What “total replacement offerings” means is that some companies will replace traditional HMO and PPO plans with Health Savings Account qualified health plans for their employees.
So why are so many health insurance companies and big businesses changing their health plans to HSA insurance plans? Simple: large companies are looking for more ways to stay in control of their healthcare costs, yet still provide appealing benefits to their employees. Health Savings Accounts, for many employers, are the ideal solution.
The Consumer Driven Market Report also reported that General Motors announced its plan to only offer Health Savings Account-based healthcare plans to its salaried employees. After a substantial bail-out from the U.S. government (and tax-payers), General Motors appears to be cracking down on its expenses by creating more predictable and cost-effective healthcare plans for its employees. Health Savings Accounts provide the perfect solution for a large company whose expenses are now being closely monitored by the masses.

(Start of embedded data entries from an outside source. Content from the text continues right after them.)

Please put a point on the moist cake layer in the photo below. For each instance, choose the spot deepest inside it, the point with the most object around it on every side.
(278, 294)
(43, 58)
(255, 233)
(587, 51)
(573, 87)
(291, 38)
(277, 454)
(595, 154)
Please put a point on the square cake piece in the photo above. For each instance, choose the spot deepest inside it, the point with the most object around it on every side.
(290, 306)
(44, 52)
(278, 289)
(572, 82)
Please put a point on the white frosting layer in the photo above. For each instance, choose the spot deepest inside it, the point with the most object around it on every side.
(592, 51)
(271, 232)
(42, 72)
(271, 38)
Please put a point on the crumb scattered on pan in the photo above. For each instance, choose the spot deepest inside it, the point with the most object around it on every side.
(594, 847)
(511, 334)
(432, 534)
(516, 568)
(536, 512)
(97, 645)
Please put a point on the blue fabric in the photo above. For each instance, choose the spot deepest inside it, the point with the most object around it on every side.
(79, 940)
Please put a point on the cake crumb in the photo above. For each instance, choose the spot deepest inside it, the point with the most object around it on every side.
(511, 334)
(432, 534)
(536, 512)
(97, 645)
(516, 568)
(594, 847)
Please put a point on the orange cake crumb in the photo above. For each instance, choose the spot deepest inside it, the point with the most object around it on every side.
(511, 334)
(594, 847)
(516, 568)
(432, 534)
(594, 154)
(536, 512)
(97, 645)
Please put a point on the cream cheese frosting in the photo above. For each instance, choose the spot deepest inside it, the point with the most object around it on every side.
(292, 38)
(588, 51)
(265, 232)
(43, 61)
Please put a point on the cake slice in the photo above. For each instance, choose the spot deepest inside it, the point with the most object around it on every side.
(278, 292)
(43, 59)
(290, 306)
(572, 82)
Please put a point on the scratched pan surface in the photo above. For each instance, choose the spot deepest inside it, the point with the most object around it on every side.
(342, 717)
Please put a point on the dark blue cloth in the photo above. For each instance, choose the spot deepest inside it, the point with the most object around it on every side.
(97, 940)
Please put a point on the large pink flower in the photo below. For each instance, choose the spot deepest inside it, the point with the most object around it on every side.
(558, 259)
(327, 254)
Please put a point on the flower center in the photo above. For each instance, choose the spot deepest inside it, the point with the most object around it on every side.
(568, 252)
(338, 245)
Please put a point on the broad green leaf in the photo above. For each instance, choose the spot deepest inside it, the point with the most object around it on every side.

The General Motors healthcare plan will be a hybrid health plan that includes a low-cost high deductible health insurance plan (which will cover large and unexpected medical bills) and a tax-deductible (pre-tax) Health Savings Account into which employees can contribute funds that will be earmarked to pay for everyday healthcare expenses. This hybrid healthcare plan is somewhat befitting for an American company that has gained back some of its positive reputation by offering a hybrid car that couples a, efficient gasoline engine for highway driving with an electric motor for city driving, don’t you think?